Somber meditation by a descendant of slaves who journeyed to Africa to understand her past.
In 1997, Hartman (English/UC Berkeley) went to Ghana as a Fulbright Scholar and spent a year researching the slave trade. “Intent on tracing an itinerary of destruction from the coast to the savanna,” she did much more than simply uncover the past; her book describes a deeply personal journey taken by a woman who insists that the ghosts of slavery still haunt the present. The author visited Elmina, the place where slaves captured in the hinterlands by Africans were sold to European slave traders and warehoused before shipment across the Atlantic to the New World. She traveled north to visit Salaga, home of the largest slave market in Ghana. The text mingles accounts of her explorations of the present-day sites, including Elmina’s underground dungeon, with the dark stories of their pasts, conjuring up brutal, bloody images.
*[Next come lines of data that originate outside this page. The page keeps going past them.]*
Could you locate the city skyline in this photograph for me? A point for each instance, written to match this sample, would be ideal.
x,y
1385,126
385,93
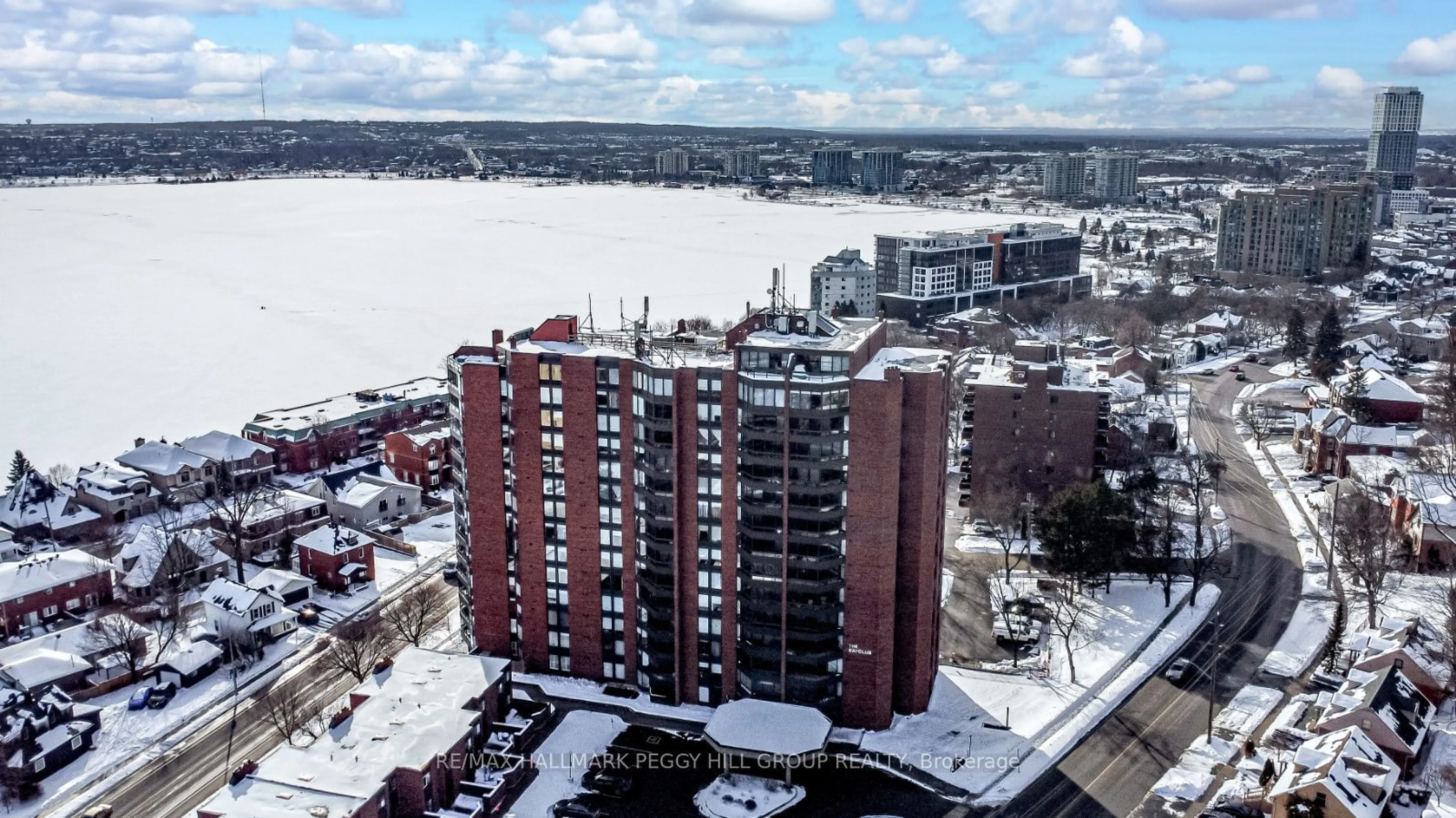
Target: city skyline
x,y
804,63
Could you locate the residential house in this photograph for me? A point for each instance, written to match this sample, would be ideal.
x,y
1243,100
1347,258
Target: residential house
x,y
158,561
190,666
271,522
420,456
337,558
41,734
287,586
1388,708
1388,398
334,430
52,586
242,463
1417,338
1329,437
1398,642
414,741
242,615
366,495
69,658
182,476
114,492
1340,775
34,507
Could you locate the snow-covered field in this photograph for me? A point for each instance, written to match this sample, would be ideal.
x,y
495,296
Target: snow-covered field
x,y
174,309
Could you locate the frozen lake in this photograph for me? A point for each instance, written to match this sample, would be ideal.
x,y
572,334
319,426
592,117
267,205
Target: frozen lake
x,y
161,310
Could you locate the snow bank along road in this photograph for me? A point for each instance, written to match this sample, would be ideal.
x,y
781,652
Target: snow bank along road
x,y
1114,766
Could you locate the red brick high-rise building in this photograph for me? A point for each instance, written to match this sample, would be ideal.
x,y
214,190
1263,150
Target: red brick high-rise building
x,y
625,504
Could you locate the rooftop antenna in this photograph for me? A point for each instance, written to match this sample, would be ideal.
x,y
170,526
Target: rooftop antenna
x,y
263,98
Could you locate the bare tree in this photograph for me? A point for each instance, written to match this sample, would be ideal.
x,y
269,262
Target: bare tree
x,y
1260,420
114,634
416,612
286,709
1071,621
1369,548
1002,506
355,647
234,510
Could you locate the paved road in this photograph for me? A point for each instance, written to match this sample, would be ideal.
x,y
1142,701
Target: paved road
x,y
1110,772
174,784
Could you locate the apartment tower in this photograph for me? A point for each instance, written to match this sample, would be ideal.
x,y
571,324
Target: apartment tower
x,y
758,514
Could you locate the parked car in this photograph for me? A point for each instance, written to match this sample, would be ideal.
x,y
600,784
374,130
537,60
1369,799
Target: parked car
x,y
162,695
139,699
580,807
609,782
1178,672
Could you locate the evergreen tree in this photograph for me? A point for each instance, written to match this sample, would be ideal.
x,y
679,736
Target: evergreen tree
x,y
1330,337
19,468
1296,338
1084,532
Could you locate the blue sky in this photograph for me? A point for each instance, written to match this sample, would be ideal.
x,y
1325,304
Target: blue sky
x,y
806,63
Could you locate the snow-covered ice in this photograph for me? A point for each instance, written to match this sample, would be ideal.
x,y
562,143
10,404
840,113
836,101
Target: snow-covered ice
x,y
254,296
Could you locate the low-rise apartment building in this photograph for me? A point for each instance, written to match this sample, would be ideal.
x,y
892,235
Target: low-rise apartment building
x,y
334,430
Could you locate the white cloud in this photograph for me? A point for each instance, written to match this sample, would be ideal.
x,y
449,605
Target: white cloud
x,y
1202,89
887,11
1429,56
1248,9
764,12
1122,52
601,33
309,36
1005,89
1333,81
1001,18
1250,75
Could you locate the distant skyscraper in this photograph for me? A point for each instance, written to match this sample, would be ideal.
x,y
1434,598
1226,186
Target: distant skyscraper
x,y
1114,177
833,166
1298,232
883,171
742,163
1394,133
1065,175
675,162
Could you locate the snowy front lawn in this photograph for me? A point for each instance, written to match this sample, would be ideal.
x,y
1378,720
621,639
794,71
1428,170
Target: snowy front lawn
x,y
734,795
993,733
563,760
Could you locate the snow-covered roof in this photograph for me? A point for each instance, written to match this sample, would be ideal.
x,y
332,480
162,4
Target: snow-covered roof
x,y
108,480
152,546
280,581
753,726
36,574
232,597
158,458
225,447
43,667
34,501
1347,766
1381,386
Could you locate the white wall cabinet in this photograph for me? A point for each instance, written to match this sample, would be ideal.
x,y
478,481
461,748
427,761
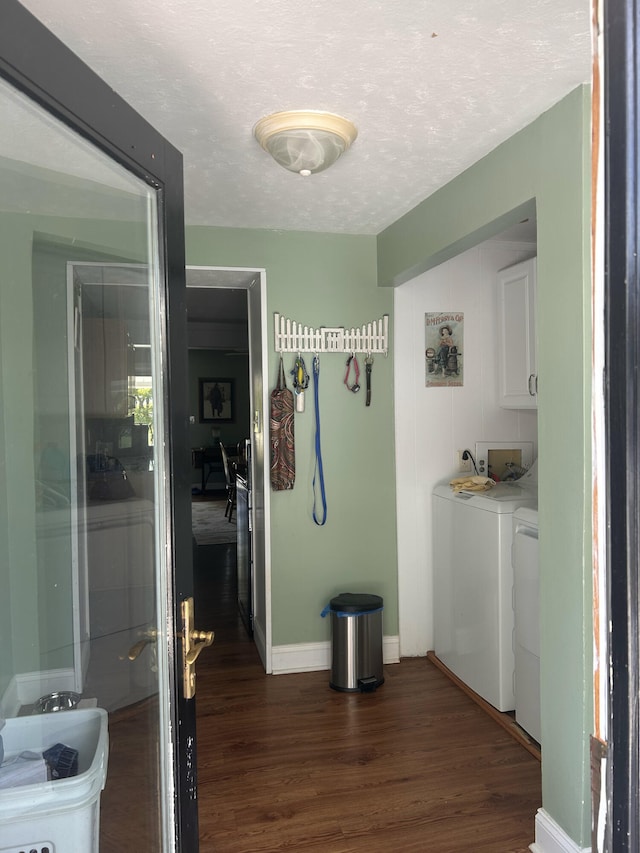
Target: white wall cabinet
x,y
517,367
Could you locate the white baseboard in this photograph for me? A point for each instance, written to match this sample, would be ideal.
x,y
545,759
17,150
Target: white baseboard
x,y
315,657
27,687
551,838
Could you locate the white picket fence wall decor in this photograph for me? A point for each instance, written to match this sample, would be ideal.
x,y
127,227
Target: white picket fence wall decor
x,y
294,337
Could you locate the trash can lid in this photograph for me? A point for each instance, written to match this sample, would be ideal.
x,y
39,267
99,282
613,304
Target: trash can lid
x,y
355,602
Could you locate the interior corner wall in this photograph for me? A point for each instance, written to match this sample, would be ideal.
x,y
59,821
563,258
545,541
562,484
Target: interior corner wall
x,y
547,162
324,280
433,423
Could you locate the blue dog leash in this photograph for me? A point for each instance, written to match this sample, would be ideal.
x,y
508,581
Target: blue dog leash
x,y
318,466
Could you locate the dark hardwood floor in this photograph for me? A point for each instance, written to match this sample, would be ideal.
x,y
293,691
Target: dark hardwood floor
x,y
287,764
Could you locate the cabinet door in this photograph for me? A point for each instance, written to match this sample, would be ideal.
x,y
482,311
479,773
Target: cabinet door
x,y
518,376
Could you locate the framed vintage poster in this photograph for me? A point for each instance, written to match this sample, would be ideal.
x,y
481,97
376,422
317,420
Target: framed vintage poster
x,y
443,349
217,401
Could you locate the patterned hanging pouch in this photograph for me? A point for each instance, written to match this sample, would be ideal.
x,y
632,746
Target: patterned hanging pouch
x,y
281,435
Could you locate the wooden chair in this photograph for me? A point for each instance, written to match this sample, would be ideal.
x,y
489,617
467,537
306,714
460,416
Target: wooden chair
x,y
230,477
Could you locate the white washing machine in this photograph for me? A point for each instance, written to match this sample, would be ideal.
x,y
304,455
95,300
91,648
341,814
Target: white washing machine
x,y
527,620
473,584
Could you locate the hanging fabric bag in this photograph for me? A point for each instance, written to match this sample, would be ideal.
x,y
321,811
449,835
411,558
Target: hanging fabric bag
x,y
281,435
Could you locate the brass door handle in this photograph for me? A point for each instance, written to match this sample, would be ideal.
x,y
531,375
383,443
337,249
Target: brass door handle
x,y
193,642
202,640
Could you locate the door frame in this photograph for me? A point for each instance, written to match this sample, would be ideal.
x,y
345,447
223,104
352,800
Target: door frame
x,y
258,395
41,67
622,417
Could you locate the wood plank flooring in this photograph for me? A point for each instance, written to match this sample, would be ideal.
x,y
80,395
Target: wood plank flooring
x,y
287,764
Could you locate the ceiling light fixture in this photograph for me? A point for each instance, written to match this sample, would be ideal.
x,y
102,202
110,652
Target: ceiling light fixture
x,y
305,141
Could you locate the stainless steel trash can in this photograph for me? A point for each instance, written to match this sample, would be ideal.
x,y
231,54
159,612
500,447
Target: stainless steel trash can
x,y
356,632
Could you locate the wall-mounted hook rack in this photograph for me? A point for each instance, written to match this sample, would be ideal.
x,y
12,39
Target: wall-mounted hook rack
x,y
294,337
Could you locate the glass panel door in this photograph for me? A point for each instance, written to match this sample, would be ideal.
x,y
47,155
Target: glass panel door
x,y
83,520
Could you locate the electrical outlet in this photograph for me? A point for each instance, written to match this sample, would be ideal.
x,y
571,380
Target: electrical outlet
x,y
464,465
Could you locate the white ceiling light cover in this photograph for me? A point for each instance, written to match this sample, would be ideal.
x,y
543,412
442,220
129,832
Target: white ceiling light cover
x,y
305,141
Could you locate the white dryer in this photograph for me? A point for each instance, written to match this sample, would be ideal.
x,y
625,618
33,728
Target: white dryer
x,y
473,584
527,620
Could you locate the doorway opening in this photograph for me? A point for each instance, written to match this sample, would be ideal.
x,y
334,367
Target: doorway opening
x,y
226,315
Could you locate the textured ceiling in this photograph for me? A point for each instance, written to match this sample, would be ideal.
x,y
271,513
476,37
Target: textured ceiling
x,y
432,85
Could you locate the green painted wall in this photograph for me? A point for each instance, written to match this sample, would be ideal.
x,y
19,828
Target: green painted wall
x,y
324,280
548,163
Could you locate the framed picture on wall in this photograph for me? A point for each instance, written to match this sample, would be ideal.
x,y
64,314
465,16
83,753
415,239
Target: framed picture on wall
x,y
444,349
217,402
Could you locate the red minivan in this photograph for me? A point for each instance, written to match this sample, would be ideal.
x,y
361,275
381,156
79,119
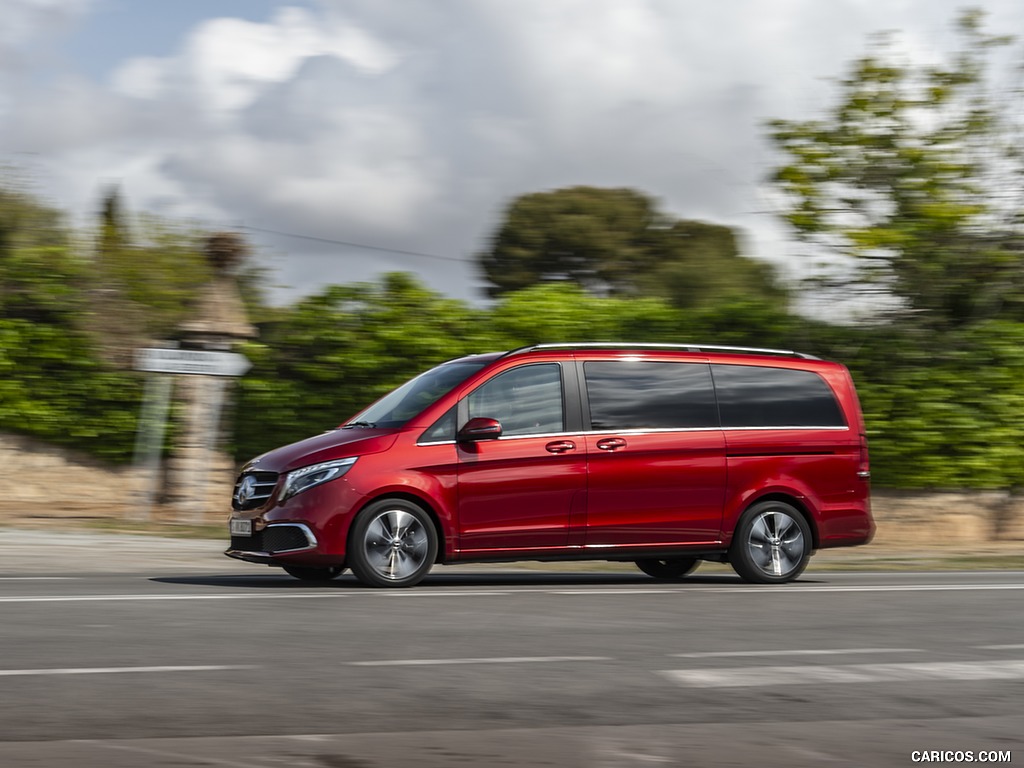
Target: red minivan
x,y
658,455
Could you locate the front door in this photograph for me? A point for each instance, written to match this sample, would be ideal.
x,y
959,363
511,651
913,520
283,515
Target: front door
x,y
655,455
520,492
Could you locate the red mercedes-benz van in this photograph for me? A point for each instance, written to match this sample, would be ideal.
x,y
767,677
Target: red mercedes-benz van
x,y
658,455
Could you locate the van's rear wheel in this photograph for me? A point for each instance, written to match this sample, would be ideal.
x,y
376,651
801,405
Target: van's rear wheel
x,y
668,569
314,573
771,545
393,543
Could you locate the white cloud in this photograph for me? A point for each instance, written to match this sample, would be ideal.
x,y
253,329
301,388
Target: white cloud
x,y
410,125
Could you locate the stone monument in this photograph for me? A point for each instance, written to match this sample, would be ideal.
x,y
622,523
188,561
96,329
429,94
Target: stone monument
x,y
200,475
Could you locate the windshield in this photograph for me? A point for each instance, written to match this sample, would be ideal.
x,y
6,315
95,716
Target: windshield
x,y
411,398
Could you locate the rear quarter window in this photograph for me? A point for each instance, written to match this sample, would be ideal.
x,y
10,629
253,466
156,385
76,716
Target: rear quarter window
x,y
628,394
756,396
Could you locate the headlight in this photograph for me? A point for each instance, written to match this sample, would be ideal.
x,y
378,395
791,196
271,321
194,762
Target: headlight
x,y
302,479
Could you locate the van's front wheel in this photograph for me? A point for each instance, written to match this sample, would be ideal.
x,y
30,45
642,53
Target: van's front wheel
x,y
772,544
393,544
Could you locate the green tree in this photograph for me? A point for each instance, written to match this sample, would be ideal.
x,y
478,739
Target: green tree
x,y
912,180
615,242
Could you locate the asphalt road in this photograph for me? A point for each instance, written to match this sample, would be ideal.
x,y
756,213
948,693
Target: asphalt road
x,y
238,666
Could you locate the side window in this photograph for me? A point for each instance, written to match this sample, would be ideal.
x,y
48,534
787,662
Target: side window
x,y
753,396
627,394
525,400
441,430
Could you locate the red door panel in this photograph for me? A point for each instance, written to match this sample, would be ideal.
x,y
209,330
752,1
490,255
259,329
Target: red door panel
x,y
519,493
655,488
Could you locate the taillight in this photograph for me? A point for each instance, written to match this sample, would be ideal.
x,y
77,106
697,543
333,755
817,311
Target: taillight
x,y
864,465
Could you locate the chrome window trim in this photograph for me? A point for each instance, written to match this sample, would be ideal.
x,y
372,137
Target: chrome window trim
x,y
639,432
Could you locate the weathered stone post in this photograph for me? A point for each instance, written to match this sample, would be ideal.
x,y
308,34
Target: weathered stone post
x,y
200,476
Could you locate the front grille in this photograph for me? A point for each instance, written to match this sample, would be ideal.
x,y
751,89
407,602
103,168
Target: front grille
x,y
272,539
261,487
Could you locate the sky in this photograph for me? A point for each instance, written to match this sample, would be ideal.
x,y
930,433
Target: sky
x,y
391,134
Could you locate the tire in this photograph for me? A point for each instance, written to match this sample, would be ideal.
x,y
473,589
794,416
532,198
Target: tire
x,y
668,569
392,543
313,573
771,544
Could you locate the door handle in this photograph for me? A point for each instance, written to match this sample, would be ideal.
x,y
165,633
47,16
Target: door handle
x,y
560,446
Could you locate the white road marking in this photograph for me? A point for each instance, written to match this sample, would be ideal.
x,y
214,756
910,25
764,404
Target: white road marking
x,y
682,590
118,670
115,598
862,673
176,757
497,659
795,589
1012,646
809,652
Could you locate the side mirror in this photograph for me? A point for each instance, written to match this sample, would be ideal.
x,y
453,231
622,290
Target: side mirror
x,y
479,429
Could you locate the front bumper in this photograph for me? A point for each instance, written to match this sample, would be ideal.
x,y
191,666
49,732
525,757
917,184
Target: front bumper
x,y
273,541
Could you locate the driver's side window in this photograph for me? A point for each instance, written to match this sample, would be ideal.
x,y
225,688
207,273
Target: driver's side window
x,y
525,400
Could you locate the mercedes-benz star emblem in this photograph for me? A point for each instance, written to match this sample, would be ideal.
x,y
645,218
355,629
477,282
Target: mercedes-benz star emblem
x,y
246,489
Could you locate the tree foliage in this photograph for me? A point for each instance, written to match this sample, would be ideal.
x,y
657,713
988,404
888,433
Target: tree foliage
x,y
615,242
913,178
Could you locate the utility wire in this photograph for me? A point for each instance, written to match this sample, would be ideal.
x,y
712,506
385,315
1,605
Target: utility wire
x,y
354,245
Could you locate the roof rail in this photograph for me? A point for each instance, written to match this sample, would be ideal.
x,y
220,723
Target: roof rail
x,y
681,347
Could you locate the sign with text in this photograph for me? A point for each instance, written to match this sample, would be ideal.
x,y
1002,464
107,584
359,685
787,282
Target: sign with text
x,y
190,361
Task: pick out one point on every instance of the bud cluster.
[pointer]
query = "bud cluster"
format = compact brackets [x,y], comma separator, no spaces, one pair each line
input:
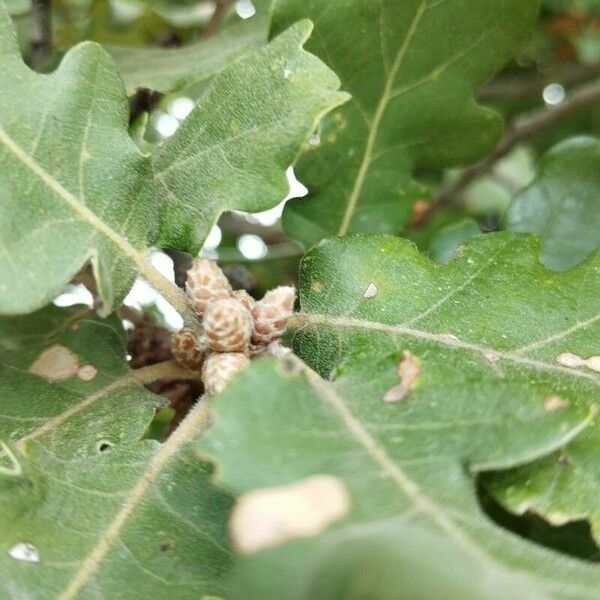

Hartman also weaves in the story of her own ancestors—or rather, of how little she knows about them, since to be a slave is to “lose your mother”: to lose your identity, your past, your country. The author’s research into the slave trade turns up a host of vivid and gruesome details, including a horrific account of the torture and murder of a young woman by a British sea captain who was later tried and acquitted of the crime. She depicts herself throughout as a lonely figure, regarded as an outsider by Ghanaians. Their ancestors were fortunate enough to elude capture, so they did not share the sense of loss that shaped Hartman’s and many other African-American lives.
A provocative work, tinged with sadness and anger.